Yargıtay Kararı 3. Hukuk Dairesi 2011/10554 E. 2011/11030 K. 27.06.2011 T.

YARGITAY KARARI
DAİRE : 3. Hukuk Dairesi
ESAS NO : 2011/10554
KARAR NO : 2011/11030
KARAR TARİHİ : 27.06.2011

MAHKEMESİ :SULH HUKUK MAHKEMESİ

Dava dilekçesinde kiracılığın tesbiti istenilmiştir. Mahkemece davanın reddi cihetine gidilmiş, hüküm davacı vekili tarafından temyiz edilmiştir.
Y A R G I T A Y K A R A R I
Temyiz isteminin süresi içinde olduğu anlaşıldıktan sonra dosyadaki bütün kağıtlar okunup gereği düşünüldü.
Davada, davalının 1999 yılında dava dışı şirket aleyhine alacağı için yaptığı icra takibi sonucunda dava dışı şirketin makinalarının (menkullerinin) 27.2.1999 tarihinde düzenlenen tutanakla davacıya ait dükkana yediemin olarak bırakıldığını, sözkonusu yediemin tutanağı altına da “kira bedeli aylık 100 TL” ifadesinin yazıldığını, ancak davalı ile dava dışı şirket arasında görülen icra takibinde ki icra prosedürün çok uzun sürmesi nedeniyle, davacının dükkanına bırakılan menkullerin ancak 2007 yılında davalıya teslim edilebildiğini bu şekilde menkullerin davacıya ait dükkanda yaklaşık olarak 8 yıl durduğunu bu süre zarfında kendisine davalı tarafından herhangi bir şekilde kira ödenmediğini, icra dosyasında çok az miktarda yediemin ücreti ödendiği ileri sürülerek 1999 yılından 2007 yılına kadar davalı tarafından davacıya ait dükkanda tutulan mallar nedeniyle davacı ile davalı arasında 1999-2007 yılları arasında aylık 100 TL kira ilişkisinin bulunduğunun tesbiti ile bu aylık kiranın 2007 yılına kadar ki değişen ekonomik koşullara göre uyarlanarak yasal faiziyle birlikte davalıdan tahsiline karar verilmesi talep ve dava edilmiştir.
Mahkemece, taraflar arasında kira ilişkisinin bulunduğunun ve aylık kira bedelinin tesbiti ile tesbit edilen miktarın davalıdan tahsili istenilmiş, ise de taraflar arasında kira ilişkisinin bulunmadığını bu nedenle kira bedelinin tesbitinin istenemeyeceğini, davanın subuta ermediği gerekçesiyle davanın reddine karar verilmiş, hüküm davacı vekili tarafından temyiz edilmiştir.
HUMK’nun 8.maddesinde münhasıran Sulh Hukuk Mahkemesinin görev alınana giren davalar sayılmıştır.
Somut olayda tüm dosya içeriğine göre, davada davacı ve davalı arasında 1999-2007 yılları arasında kiracılık ilişkisinin bulunduğunun tesbiti ile 1999 yılındaki aylık 100 TL kira bedelinin 2007 yılına kadar ki geçen ekonomik koşullara uyarlanarak yasal faiziyle birlikte davalıdan tahsili talep ve dava edilmiştir.
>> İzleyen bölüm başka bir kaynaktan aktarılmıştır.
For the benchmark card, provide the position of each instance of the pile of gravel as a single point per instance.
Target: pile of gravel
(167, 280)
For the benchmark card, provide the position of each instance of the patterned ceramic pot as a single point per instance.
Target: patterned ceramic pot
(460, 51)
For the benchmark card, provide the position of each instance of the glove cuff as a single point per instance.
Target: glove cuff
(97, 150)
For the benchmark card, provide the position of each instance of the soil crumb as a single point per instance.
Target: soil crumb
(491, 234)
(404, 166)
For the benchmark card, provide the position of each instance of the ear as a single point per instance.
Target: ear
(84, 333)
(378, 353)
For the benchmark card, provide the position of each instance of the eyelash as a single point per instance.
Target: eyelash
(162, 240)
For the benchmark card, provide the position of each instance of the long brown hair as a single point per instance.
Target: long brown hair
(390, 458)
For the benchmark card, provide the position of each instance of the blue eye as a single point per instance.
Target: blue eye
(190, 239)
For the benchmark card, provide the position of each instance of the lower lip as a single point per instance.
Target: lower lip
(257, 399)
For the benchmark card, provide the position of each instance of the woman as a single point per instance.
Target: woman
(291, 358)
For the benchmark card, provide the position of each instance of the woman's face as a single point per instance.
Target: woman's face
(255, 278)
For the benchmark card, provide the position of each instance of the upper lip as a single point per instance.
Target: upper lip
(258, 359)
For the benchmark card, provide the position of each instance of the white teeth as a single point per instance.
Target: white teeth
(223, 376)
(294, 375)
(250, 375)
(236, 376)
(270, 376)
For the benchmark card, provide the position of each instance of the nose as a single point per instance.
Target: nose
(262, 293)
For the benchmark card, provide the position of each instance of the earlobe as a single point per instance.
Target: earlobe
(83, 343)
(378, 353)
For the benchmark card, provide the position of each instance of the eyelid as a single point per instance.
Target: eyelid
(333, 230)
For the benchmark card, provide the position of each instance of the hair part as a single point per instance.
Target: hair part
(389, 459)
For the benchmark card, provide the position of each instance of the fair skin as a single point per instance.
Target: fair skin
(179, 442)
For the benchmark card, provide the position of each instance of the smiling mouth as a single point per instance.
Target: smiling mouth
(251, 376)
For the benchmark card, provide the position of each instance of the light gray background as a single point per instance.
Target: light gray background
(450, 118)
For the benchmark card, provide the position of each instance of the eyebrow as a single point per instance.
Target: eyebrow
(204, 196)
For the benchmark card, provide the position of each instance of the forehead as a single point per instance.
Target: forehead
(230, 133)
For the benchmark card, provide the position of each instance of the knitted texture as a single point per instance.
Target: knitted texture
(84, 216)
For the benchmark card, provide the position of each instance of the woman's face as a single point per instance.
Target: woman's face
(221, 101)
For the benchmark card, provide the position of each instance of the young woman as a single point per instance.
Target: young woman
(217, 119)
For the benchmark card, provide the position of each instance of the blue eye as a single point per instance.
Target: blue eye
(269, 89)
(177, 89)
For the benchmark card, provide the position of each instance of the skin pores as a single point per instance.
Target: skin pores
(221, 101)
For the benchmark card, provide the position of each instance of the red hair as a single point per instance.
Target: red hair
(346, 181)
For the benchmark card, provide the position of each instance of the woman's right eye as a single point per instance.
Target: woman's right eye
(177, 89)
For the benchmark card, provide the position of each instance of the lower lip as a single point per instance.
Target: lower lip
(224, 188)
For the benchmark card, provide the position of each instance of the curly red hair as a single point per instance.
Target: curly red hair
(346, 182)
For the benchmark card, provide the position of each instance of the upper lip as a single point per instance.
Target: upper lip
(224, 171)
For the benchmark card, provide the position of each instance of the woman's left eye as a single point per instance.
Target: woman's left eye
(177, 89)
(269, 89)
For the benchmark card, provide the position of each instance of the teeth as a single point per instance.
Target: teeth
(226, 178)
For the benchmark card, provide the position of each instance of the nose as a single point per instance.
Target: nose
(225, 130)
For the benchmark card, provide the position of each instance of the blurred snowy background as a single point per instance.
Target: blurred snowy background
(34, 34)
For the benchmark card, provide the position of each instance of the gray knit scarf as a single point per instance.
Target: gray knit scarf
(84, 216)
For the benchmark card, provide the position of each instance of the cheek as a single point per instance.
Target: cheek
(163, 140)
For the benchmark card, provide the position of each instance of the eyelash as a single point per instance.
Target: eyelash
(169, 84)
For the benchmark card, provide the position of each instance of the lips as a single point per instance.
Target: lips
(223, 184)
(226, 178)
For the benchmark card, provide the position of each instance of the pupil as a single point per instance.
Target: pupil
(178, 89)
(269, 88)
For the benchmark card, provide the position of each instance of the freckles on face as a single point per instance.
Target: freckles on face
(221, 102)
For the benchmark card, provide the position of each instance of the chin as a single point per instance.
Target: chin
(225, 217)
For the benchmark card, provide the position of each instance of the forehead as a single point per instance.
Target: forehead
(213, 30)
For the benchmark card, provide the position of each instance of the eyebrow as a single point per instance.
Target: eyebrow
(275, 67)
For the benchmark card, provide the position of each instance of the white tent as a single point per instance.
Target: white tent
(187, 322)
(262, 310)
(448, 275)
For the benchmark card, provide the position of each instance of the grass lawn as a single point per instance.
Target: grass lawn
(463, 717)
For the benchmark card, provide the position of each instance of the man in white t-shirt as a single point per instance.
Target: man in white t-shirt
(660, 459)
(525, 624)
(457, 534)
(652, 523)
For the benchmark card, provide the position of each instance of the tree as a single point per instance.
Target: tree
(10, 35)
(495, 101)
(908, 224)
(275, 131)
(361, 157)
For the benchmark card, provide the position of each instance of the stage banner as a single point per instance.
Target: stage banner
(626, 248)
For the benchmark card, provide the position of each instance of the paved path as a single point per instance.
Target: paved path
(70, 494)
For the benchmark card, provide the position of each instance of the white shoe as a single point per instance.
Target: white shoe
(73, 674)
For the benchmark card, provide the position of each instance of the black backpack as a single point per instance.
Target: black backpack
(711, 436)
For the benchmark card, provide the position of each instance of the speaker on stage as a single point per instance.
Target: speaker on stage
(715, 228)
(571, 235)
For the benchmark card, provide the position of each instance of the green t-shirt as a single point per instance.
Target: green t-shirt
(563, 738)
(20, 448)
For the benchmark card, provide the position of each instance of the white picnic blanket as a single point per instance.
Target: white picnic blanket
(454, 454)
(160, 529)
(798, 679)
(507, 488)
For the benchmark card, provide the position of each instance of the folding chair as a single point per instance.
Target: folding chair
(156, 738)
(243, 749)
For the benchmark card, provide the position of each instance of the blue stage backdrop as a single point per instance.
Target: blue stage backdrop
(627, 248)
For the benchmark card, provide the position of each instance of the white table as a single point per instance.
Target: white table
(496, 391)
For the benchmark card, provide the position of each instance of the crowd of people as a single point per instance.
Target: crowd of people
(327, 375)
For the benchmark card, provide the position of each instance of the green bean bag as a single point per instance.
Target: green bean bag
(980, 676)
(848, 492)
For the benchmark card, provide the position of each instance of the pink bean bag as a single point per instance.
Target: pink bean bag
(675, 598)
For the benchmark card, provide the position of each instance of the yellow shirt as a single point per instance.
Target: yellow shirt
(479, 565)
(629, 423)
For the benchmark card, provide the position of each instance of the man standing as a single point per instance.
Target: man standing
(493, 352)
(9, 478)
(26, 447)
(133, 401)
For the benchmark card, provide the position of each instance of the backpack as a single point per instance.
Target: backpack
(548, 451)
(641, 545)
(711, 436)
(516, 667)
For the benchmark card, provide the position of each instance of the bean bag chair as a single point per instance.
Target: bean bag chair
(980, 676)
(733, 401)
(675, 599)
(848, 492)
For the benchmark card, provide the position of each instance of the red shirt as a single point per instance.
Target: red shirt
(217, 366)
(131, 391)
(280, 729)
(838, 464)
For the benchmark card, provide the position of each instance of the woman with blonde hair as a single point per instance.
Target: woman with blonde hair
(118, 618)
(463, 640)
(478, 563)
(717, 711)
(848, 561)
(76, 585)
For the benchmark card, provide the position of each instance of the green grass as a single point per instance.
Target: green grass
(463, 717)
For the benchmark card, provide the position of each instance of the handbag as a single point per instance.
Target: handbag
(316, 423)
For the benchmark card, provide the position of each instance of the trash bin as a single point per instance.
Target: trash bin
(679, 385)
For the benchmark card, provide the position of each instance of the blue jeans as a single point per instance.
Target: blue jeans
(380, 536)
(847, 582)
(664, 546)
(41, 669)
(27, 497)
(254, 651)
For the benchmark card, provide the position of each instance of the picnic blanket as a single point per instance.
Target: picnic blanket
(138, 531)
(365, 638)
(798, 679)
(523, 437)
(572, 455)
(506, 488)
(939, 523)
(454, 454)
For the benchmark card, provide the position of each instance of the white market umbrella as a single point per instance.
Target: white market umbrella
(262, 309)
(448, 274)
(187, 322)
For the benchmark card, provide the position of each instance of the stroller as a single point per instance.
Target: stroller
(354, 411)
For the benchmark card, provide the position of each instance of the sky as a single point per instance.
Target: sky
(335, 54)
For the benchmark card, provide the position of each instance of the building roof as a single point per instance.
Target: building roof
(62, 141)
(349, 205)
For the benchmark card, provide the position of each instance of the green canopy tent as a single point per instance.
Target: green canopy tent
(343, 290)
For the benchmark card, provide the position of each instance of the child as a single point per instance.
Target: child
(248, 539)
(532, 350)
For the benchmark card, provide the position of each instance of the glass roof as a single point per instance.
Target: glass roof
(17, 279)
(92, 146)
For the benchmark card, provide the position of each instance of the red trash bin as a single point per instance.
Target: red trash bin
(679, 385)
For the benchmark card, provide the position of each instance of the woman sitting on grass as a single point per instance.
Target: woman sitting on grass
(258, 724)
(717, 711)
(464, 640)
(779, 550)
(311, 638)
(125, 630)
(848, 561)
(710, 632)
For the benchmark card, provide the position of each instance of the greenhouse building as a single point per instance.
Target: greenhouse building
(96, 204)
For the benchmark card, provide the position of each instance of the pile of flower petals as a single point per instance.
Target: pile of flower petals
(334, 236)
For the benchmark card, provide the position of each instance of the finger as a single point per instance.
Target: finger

Davacının talebi kira tesbiti değil kiracılığın tesbiti ve bununla birlikte tesbit edilecek kiranın geçen zamana göre uyarlanarak davalıdan tahsili talebine ilişkindir. Bu talep (dava) HUMK 8.maddesinde sayılan münhasıran sulh hukuk mahkemesinin görev alanına giren davalardan değildir. Bu durumda mahkemenin görevi dava tarihi itibariyle davanın değerine göre belirlenecektir. Bu duruma göre davacının 1999-2007 yılları arasındaki 8 yıllık kira bedeli en azından aylık 100 TL olarak değerlendirilse bile 9600 TL etmekte olup dava tarihi itibariyle asliye hukuk mahkemesinin görev alanına girmektedir.
Görev hususu kamu düzenine ilişkin olup yargılamanın her aşamasında mahkemece re’sen nazara alınır.
Mahkemece görev nedeniyle davanın reddine karar verilmesi gerekirken yanılgılı değerlendirme ile yazılı şekilde davanın esası hakkında hüküm tesisi doğru görülmemiş, bu nedenle bozmayı gerektirmiştir.
Bu itibarla yukarıda açıklanan esaslar gözönünde tutulmaksızın yazılı şekilde hüküm tesisi isabetsiz, temyiz itirazları bu nedenlerle yerinde olduğundan kabulü ile hükmün HUMK.nun 428. maddesi gereğince BOZULMASINA ve peşin alınan temyiz harcının istek halinde temyiz edene iadesine, 27.6.2011 tarihinde oybirliğiyle karar verildi.